David Lama and Peter Mühlburger on the approach. Photo Stefan Voitl
The Vals Valley, near Innsbruck, has a number of super alpine and impressive faces. David Lama describes them and the routes in some detail. “The Olperer with its north face, the Fußstein with its north ridge, the Schrammacher with its over 3000 feet high north face – the "Tyrolean Eiger" so to speak - and last but not least, the Sagwand. Several classic climbs went up the face before Andi Orgler re-discovered it and climbed some impressive lines in the 1980es. In August 2008, I climbed one of my first alpine first ascents there, Desperation of the North Face with Jorg Verhoeven. I appreciate the Sagwand a lot, and have climbed there often, many times alone. It's a wild, repulsive wall. Especially in winter, when it transforms in an even wilder, more demanding face.

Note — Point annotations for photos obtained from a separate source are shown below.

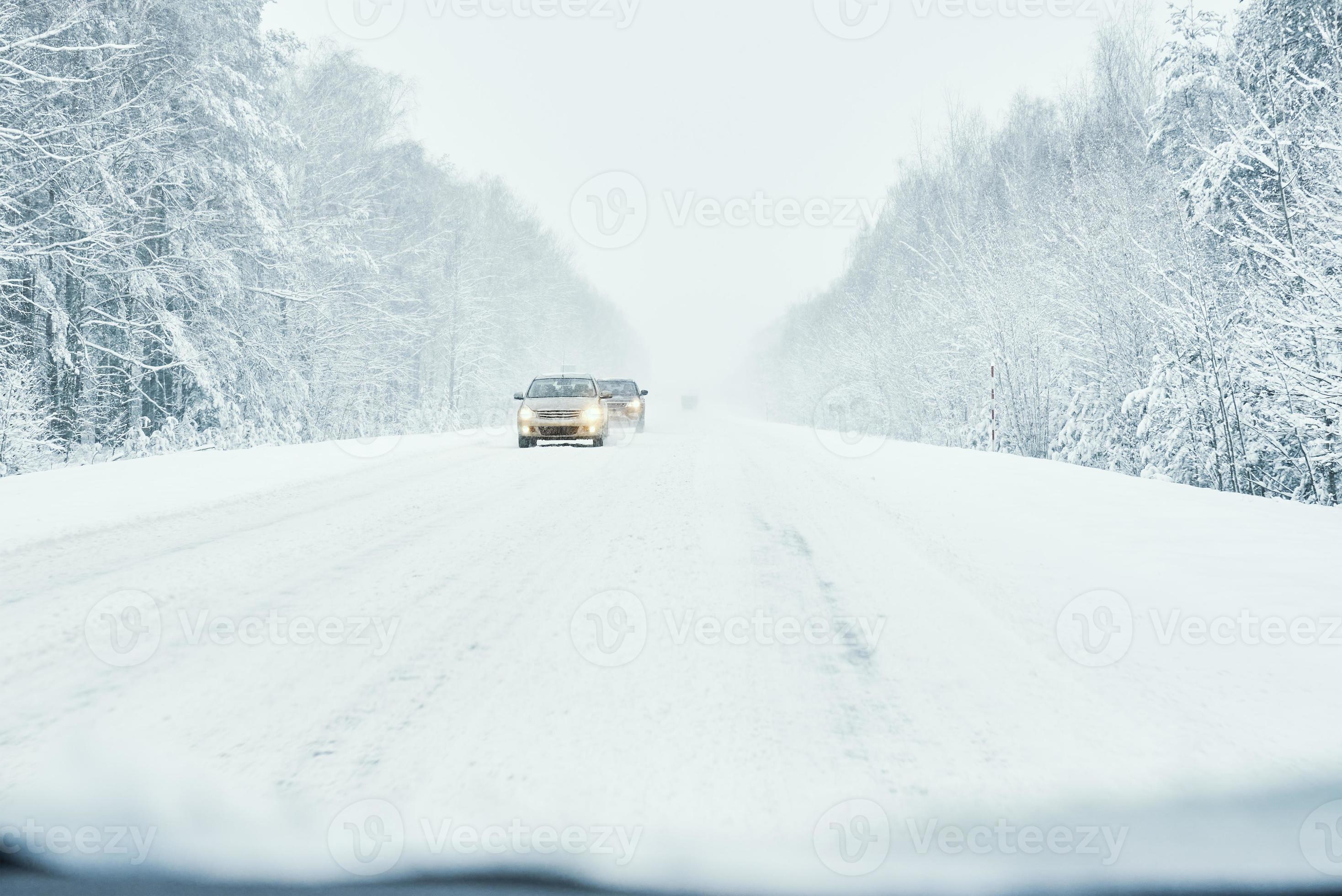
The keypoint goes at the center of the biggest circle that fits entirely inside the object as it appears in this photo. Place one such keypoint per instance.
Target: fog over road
(701, 639)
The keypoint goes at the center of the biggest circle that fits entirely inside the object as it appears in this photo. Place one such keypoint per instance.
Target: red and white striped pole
(992, 412)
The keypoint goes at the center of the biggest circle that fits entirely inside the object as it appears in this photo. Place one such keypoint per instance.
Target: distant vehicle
(563, 407)
(627, 401)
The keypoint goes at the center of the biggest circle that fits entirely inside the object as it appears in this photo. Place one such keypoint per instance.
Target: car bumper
(560, 432)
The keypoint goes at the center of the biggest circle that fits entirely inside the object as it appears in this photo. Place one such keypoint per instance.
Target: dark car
(627, 401)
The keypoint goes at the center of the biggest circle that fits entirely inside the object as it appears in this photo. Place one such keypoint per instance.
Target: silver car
(563, 407)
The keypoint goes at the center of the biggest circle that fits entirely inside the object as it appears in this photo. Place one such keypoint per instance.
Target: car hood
(559, 404)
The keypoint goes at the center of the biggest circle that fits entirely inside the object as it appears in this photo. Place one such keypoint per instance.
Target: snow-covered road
(702, 639)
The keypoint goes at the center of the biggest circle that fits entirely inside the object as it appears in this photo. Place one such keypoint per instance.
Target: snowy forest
(213, 235)
(1141, 274)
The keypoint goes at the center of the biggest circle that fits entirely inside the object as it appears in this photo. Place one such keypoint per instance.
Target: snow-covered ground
(717, 654)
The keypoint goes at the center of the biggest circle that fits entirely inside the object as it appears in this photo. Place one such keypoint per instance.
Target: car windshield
(561, 388)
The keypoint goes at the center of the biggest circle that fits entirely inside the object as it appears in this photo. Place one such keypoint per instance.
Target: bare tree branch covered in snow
(1150, 263)
(211, 235)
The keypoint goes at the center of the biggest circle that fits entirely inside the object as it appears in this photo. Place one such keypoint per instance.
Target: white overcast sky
(721, 98)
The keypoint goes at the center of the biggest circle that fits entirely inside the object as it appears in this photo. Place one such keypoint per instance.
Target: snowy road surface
(789, 631)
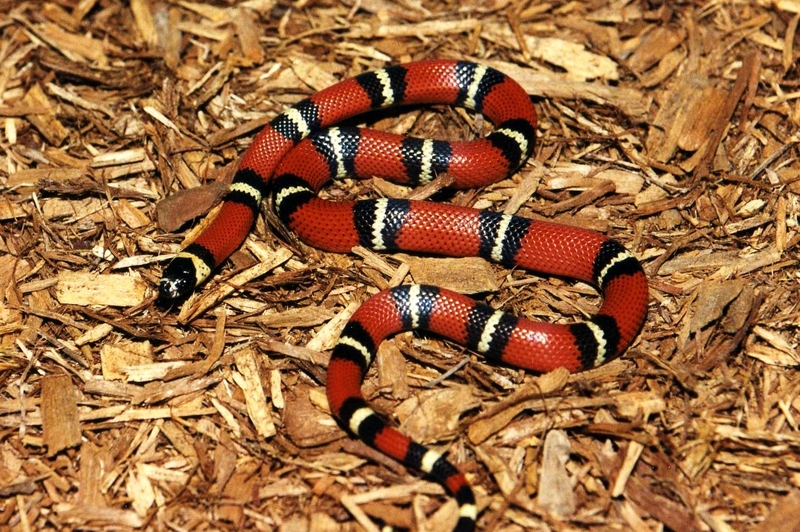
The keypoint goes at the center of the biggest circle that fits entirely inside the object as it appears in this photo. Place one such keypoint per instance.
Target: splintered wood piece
(176, 209)
(61, 427)
(433, 415)
(87, 288)
(248, 378)
(556, 495)
(195, 306)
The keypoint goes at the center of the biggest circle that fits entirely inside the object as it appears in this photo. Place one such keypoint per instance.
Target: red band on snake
(298, 152)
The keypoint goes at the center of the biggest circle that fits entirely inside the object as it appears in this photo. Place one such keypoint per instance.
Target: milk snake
(298, 152)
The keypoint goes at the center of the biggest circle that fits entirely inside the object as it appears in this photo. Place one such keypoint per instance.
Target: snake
(302, 149)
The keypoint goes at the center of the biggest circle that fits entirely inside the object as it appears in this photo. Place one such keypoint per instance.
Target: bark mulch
(670, 126)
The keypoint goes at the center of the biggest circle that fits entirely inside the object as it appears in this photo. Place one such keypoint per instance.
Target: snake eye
(178, 281)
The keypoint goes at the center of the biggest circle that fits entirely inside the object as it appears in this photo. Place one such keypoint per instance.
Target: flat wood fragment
(117, 290)
(61, 427)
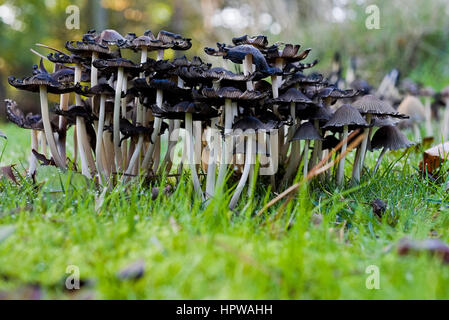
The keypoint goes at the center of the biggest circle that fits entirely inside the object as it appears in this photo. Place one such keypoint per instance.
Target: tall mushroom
(306, 132)
(388, 138)
(412, 107)
(44, 84)
(345, 118)
(370, 106)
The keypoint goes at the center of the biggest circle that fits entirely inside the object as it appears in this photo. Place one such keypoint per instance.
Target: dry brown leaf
(434, 157)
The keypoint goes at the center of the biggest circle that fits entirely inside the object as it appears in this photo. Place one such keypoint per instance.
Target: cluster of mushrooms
(271, 116)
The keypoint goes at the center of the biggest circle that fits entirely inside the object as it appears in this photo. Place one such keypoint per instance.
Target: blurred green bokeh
(413, 34)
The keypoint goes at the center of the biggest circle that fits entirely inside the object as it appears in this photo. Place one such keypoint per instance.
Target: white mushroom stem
(35, 146)
(139, 120)
(317, 151)
(293, 163)
(446, 122)
(379, 160)
(305, 158)
(341, 165)
(211, 165)
(43, 142)
(360, 156)
(99, 145)
(47, 127)
(157, 122)
(124, 142)
(108, 147)
(428, 111)
(116, 119)
(416, 131)
(81, 134)
(247, 69)
(245, 174)
(173, 141)
(229, 118)
(191, 156)
(64, 104)
(291, 130)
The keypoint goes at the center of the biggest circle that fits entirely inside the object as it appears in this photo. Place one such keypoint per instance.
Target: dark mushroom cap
(29, 121)
(60, 57)
(77, 111)
(445, 93)
(307, 131)
(408, 86)
(330, 142)
(382, 121)
(361, 86)
(300, 78)
(147, 42)
(33, 84)
(346, 115)
(370, 104)
(110, 37)
(391, 138)
(100, 89)
(237, 55)
(292, 95)
(335, 93)
(114, 64)
(251, 123)
(412, 107)
(86, 48)
(199, 111)
(232, 93)
(260, 41)
(178, 42)
(289, 53)
(427, 92)
(315, 113)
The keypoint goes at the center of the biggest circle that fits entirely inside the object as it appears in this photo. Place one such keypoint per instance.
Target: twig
(319, 168)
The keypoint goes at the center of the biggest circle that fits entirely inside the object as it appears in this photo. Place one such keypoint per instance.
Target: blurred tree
(413, 35)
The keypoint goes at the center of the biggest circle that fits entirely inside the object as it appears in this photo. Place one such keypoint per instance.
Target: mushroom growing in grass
(102, 160)
(412, 107)
(345, 118)
(370, 106)
(306, 132)
(388, 138)
(247, 128)
(428, 93)
(87, 161)
(123, 67)
(290, 98)
(29, 121)
(44, 83)
(228, 95)
(445, 129)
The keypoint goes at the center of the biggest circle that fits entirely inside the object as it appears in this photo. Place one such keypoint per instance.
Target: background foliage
(413, 35)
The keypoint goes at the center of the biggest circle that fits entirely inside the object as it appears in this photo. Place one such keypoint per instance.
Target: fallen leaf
(432, 246)
(134, 271)
(434, 157)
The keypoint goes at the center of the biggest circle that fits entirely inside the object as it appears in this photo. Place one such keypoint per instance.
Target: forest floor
(327, 244)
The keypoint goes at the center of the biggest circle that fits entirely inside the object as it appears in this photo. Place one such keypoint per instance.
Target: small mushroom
(370, 106)
(306, 132)
(412, 107)
(346, 117)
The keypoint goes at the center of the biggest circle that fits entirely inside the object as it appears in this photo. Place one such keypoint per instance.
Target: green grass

David Lama leading on Sagzahn-Dihedral. Photo Jacob Schweighofer
Lama’s latest route has however, defeated him on three previous occasions. Not surprisingly, the line had assumed something of a personal significance: “I had looked at it for such a long time, I needed several attempts, and I had underestimated the climb again and again. Now the first ascent is finally complete.”
However, in January of this year, the conditions looked perfect and Lama started another attempt (his fourth) together with Peter Mühlburger from East Tyrol. After six pitches with challenging sections on mixed terrain of ice and rock demanding free and aid climbing, the duo successfully completed the steepest part of the wall.
Lama, summed-up his ascent of Sagzahn-Dihedral: “It is one of the most difficult routes I’ve climbed at Vals Valley so far.” Lama and Mühlburger graded the route M6/A2.